Abstract
1 Cardioselective and non-selective β-blockers affect to a different degree several aspects of the circulatory homeostasis. The evidence available in this regard has been evaluated and the possible clinical importance of these differences has been discussed.
2 Venous return is partly regulated by β-receptors (possibly of the β2 type) in the venous resistance vessels. Differences in blockade of venous return by the two classes of β-blockers may, therefore, influence the degree of increase in left ventricular size, left ventricular end diastolic BPs and stroke volume during β-blockade.
3 At the first part of the dose-response curve, non-selective β-blockers seem to block more effectively renin release than cardioselective β-blockers.
4 The direction and the extent to which β-blockers `directly' affect total peripheral resistance (TPR), is determined by the resultant of the degree of decrease in TPR by blockade of renin release and the extent of the increase in TPR by blockade of the β2-receptors in the arteriolar wall.
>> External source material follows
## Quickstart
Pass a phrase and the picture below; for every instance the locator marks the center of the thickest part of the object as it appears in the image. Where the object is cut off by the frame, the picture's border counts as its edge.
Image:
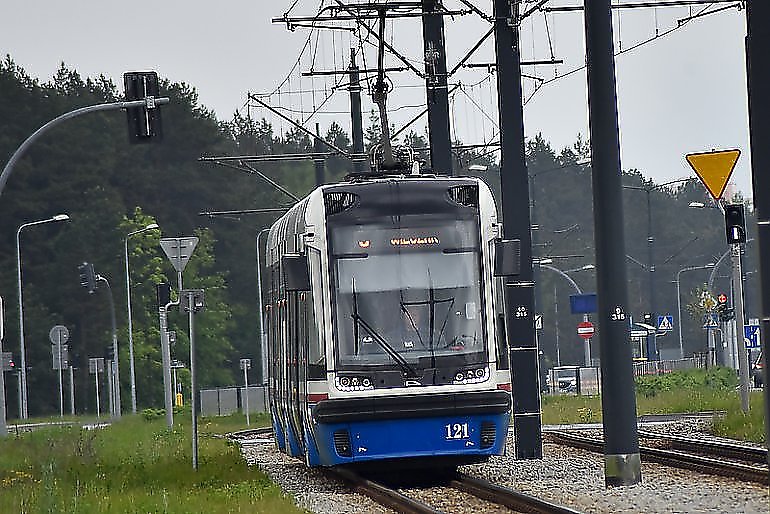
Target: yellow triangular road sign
(714, 169)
5 The clinical relevance of these differences could be that — especially in the low doses range — non-selective β-blockers may be more `safe' in patients with compromised cardiac function and may be more appropriate for the therapy of high renin hypertension than cardioselective blockers, whereas the latter may be more appropriate for the majority of hypertensive patients who have low-to normal renin hypertension.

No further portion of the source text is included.